So, how could he follow that? With Spore, possibly the most ambitious game in the history of the industry. More like five games condensed into one package, it goes from designing a single-cell organism right up to zooming around an entire universe, messing around with planets designed by other people which have been pumped down to your PC. Alas, we can’t tell you when Spore will arrive – Wright would only say “next year”. But we were privileged enough to catch up with the great man in his office (littered with radio-controlled tanks, and decorated with the Russian Space Programme memorabilia he collects) and perform a full and frank interview, in which he revealed that Spore may well reach platforms other than PC, that he once created a simulation of the Hindenberg (which was killed by political correctness) and that there was a period when Sims fansites could rake in $250,000 per annum. We’re in the wrong business. But here’s the entire, unexpurgated interview.

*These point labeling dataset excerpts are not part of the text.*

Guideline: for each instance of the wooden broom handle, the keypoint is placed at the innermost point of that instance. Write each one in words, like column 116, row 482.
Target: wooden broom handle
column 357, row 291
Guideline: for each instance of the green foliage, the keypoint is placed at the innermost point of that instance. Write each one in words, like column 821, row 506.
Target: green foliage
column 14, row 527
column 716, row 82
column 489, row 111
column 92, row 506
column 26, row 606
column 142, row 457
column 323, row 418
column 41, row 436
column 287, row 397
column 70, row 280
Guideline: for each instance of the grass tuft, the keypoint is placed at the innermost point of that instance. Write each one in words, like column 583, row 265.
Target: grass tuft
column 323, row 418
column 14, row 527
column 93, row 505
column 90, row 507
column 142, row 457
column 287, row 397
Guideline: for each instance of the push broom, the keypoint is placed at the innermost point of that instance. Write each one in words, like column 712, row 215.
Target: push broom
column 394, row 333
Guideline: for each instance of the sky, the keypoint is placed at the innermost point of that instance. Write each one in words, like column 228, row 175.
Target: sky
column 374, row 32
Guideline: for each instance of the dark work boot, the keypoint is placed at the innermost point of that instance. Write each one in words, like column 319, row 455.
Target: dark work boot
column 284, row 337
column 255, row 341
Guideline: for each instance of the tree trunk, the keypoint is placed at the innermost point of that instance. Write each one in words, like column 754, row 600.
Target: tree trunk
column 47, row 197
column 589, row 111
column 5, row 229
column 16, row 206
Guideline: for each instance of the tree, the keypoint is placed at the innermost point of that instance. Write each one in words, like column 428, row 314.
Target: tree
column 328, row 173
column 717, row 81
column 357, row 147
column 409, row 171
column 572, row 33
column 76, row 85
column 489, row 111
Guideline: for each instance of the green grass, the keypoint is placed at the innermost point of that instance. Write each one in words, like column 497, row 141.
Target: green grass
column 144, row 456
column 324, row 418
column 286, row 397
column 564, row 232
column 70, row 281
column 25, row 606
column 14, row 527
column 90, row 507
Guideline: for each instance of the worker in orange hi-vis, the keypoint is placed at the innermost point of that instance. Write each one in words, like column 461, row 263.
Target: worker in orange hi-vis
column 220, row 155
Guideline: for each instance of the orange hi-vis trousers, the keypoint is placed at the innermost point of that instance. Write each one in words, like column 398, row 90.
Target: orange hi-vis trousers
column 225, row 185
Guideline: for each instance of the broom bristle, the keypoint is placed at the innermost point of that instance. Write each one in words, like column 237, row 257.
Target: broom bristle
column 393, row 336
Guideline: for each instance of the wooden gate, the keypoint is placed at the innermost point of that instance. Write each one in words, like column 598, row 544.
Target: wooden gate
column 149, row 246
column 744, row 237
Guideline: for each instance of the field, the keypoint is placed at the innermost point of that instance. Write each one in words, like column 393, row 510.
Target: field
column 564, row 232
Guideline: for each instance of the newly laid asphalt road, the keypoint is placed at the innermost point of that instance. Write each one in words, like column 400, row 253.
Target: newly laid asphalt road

SPOnG: Where did the idea for Spore emerge from? You’ve mentioned the Powers of Ten film and your love of all things space-related.

Will: Actually the other big inspiration was the SETI programme – the Search for Extra-Terrestrial Intelligence – which kind of led me to the field of astrobiology. Astrobiology looks at the probability and form of life in the universe. It’s a subject which involves all these other subjects, like physics and chemistry, astronomy and sociology. It’s interesting because all of those different sub-fields end up mapping to different scales, like the Powers of Ten. So you have very small things at the molecular or cellular level, and very big things at the stellar or galactic level. So, it was a very interesting framework. It asks the question: “What’s the probability of life in the universe?” To answer that question, you have to look at all those different scales. So I thought those two ideas together – The Powers of Ten and astrobiology – roughly became the spine of Spore.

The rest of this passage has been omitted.